As described above, according to the mechanical timepiece 100', the time setting device 200', and the time setting system 300' of this modification, the mechanical timepiece 100' can ’ time can be adjusted.

Further, the mechanical watch 100', the time setting device 200', and the time setting system 300' of this modification have the same functions and effects as the mechanical watch 100, the time setting device 200, and the time setting system 300 of the embodiment described above. demonstrate.

Note that according to the mechanical watch 100', the time setting device 200', and the time setting system 300' of this modification, there is no need for the mechanical watch 100' to include a crown that protrudes from the case 110. The waterproofness of the type watch 100' can be made strong.

Further, according to the mechanical watch 100', the time setting device 200', and the time setting system 300' of this modification, the time setting device 200' grips, releases, and pulls the crown 157 of the mechanical watch 100. Since an actuator that performs mechanical operations such as pushing and turning is not required, the configuration can be simplified and miniaturized.

Note that, like the mechanical timepiece 100, the mechanical timepiece 100' includes a jumper 160, a detection hole 156, etc., which are examples of the optical characteristic changing section provided in the mechanical timepiece 100. Further, the time setting device 200' also includes a hand position detection section 230 included in the time setting device 200.

Then, the hand position detection unit 230 of the time setting device 200' detects a change in the amount of light detected through the detection hole 156 in accordance with the movement of the jumper 160 of the mechanical watch 100'. Detecting the reference positions of the hands 151 and 152 is the same as in the time setting system 300 of the mechanical timepiece 100 and the time setting device 200 of the embodiments described above, so a detailed explanation will be omitted.

(Positional relationship between magnetic rotating body and detection hole)
Since the detection hole 156 is a passage for detecting changes in optical characteristics from the glass plate 132 side of the back cover 130, in the arrangement covered by the magnetic rotating body 380, changes in optical characteristics are detected by the time setting device 200. 'The pointer position detection section 230 cannot detect the point. Therefore, an example of a preferable arrangement of the detection hole 156 and the magnetic rotating body 380 in the mechanical timepiece 100' will be described below.

29 and 30 are examples of the arrangement in which the detection hole 156 and the magnetic rotating body 380 do not overlap in plan view. FIG. 29 shows an example of an arrangement in which the center of the magnetic rotating body 380 is aligned with the center of the mechanical timepiece 100' in plan view. In this arrangement example, since the center of the magnetic rotating body 380 coincides with the center of the mechanical watch 100', the weight is evenly distributed around the center, resulting in good weight balance.

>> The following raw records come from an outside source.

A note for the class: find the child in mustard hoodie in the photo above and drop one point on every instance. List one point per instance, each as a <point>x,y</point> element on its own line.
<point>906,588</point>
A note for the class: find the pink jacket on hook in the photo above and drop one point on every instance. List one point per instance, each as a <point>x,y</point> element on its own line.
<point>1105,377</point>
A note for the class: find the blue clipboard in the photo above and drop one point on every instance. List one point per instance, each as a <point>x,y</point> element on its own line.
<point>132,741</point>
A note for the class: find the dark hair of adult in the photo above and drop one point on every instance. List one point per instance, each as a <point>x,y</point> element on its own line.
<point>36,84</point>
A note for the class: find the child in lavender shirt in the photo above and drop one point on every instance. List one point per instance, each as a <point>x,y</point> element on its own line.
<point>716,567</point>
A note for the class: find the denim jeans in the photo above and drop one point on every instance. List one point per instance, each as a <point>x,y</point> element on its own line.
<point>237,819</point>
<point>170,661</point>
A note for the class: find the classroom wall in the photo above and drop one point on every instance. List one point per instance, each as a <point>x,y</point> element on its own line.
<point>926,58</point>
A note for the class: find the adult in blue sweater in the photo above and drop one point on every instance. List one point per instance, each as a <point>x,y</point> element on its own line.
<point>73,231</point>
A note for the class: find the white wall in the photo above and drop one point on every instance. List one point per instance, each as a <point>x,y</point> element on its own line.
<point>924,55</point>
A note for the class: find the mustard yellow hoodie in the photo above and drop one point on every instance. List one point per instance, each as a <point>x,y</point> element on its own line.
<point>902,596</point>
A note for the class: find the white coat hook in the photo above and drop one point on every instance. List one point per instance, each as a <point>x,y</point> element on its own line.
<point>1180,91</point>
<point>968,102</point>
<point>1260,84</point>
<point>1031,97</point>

FIG. 30 shows an example of an arrangement in which the center of the magnetic rotating body 380 is eccentric in the direction opposite to the detection hole 156 with respect to the center of the mechanical timepiece 100' in plan view. In this arrangement example, since the center of the magnetic rotating body 380 is eccentric from the center of the mechanical watch 100', the substrate 382 of the magnetic rotating body 380 is formed in a larger size than the substrate 382 in the arrangement example shown in FIG. Therefore, the magnetic rotating body 380 can be rotated with a weak magnetic force.

31, 32, and 33 are schematic diagrams showing an example of an arrangement in which the detection hole 156 and the magnetic rotating body 380 overlap in plan view at a specific rotational angular position of the magnetic rotating body 380, but do not overlap at other rotational angular positions. It is a diagram.

FIG. 31 shows an example of an arrangement in which the center of the magnetic rotating body 380 is aligned with the center of the mechanical timepiece 100' in plan view. In this arrangement example, when the bar-shaped substrate 385 of the magnetic rotating body 350 is at a specific rotational angular position, the substrate 385 overlaps the detection hole 156 in a plan view, but at rotational angular positions other than the overlapping rotational angular position. , the substrate 385 does not overlap the detection hole 156 in plan view.

The rotational angular position of the magnetic rotating body 380 can be controlled in relation to the magnetic field of the rotary drive section 280. Therefore, by controlling the rotation drive unit 280 by the control unit 260 of the time setting device 200', it is detected that the rotation angle range of the substrate 385 of the magnetic rotating body 380 does not overlap with the detection hole 156, and the detected rotation angle range is The control section 260 may control the operation of the pointer position detection section 230 so that the pointer position detection section 230 detects the pointer position of the mechanical timepiece 100'.

32 and 33 also show examples of arrangement in which the center of the magnetic rotating body 380 is aligned with the center of the mechanical timepiece 100' in plan view. In this arrangement example, when the substrate 387, which is a combination of a bar shape and an annular shape of the magnetic rotating body 350, is at a specific rotation angle position, the substrate 387 overlaps the detection hole 156 in a plan view (see FIG. 32); At rotational angular positions other than the rotational angular position, the substrate 387 does not overlap the detection hole 156 in plan view (see FIG. 33).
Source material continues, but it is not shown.